Opinion

McCain’s funeral was not 'bipartisan'

September 04, 2018

There was one significant absentee from the funeral of Sen. John McCain. The President of the United States of America was flying off to play golf. Most of the liberal media were quick to point this out, just as they seized on the barely veiled attacks of Trump delivered by those who eulogized McCain. Instead they gloried in the “bipartisan” moment, which brought together all McCain’s other political opponents to honor his memory.

This emotional, high-profile send-off for a man who served his country, first in war and then in politics, was however troubling. McCain, who died of a brain tumor, had spent the last weeks of his life organizing his funeral down to the very last detail. And one big detail, arguably the most important, was that Donald Trump should not be invited.

It would not have been uncharacteristic of the president to have tried to attend had he wished. But there were probably two good reasons why he made no such attempt. The first was that even if, after the inevitable row with the McCain family and accompanying media storm, Trump had taken his place among the mourners, he would have had to sit through all the personal attacks that would be an inevitable part of the funeral. The cameras of the world’s media would have focused on his features during every subtle insult and accusation. The second good reason was that Trump, who made no secret of his animosity for McCain, probably felt that being present would have been an act of considerable hypocrisy.

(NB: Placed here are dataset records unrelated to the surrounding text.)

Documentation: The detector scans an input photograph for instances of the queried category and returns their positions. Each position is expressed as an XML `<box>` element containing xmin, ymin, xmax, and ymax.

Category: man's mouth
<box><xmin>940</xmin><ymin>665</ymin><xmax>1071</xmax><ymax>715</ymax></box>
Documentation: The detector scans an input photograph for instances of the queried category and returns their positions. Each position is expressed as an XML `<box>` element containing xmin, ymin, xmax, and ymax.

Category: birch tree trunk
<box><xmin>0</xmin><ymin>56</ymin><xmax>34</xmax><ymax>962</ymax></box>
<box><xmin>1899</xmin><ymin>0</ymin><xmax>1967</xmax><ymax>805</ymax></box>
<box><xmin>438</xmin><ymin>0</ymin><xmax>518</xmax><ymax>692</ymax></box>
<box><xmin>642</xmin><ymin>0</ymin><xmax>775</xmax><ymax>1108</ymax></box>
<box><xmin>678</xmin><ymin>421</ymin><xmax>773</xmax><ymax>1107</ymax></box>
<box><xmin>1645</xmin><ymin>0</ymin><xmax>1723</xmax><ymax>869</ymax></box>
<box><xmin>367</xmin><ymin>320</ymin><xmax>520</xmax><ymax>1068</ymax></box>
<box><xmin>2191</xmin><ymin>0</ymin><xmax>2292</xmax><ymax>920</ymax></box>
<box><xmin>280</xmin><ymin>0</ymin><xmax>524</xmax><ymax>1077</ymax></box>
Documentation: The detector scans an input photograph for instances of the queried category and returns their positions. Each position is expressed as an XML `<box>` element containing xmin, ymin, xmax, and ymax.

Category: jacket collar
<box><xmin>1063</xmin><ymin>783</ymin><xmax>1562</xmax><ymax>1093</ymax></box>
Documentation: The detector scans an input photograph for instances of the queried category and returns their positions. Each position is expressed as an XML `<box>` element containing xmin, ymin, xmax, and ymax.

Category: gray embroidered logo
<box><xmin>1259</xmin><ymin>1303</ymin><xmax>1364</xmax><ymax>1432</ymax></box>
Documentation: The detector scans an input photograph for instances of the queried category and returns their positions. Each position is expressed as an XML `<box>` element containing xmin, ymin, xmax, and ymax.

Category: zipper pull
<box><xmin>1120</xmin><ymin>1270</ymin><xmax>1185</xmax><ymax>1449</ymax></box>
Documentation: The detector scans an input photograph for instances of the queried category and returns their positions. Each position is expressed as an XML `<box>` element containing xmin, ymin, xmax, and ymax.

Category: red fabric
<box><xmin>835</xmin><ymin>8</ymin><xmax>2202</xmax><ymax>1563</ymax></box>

So he left the representation of the White House to his chief of staff John Kelly and national security adviser John Bolton, who were joined by his daughter Ivanka and her husband Jared Kushner. It was, however, clear from media images that some of the “bipartisan” mourners went out of their way to avoid this White House contingent, much as they would doubtless have snubbed the President of the United States had he also been there.

One way of looking at the McCain funeral was that it provided the first opportunity for the political establishment on Capitol Hill to unite in their opposition for Trump. And their sonorous description of their coming together as “bipartisan” deserves some analysis. On the basis that Congressional politics has become polarized to the extent that legislators are actually prepared to jeopardize the solvency of their country by refusing to pass a budget because of some other political disagreement, then standing side by side at the funeral of one of their number was indeed “bipartisan”. But who in their right minds imagines McCain’s death has brought an end of this unseemly and demeaning rivalry?

However, the members of the Washington elite, including the insidious and powerful lobby groups, share a ‘partisan’ interest in the control of the levers of power, levers which were to a degree wrested away from them by the election of Donald Trump, whom voters backed because he promised to drain the Washington swamp.

McCain’s carefully designed funeral was not in fact a “bipartisan” event but rather an occasion at which he, as a leading member of the elite, could help it demonstrate its partisan scorn for the majority decision of voters and its disdain for the office of the president of the United States of America.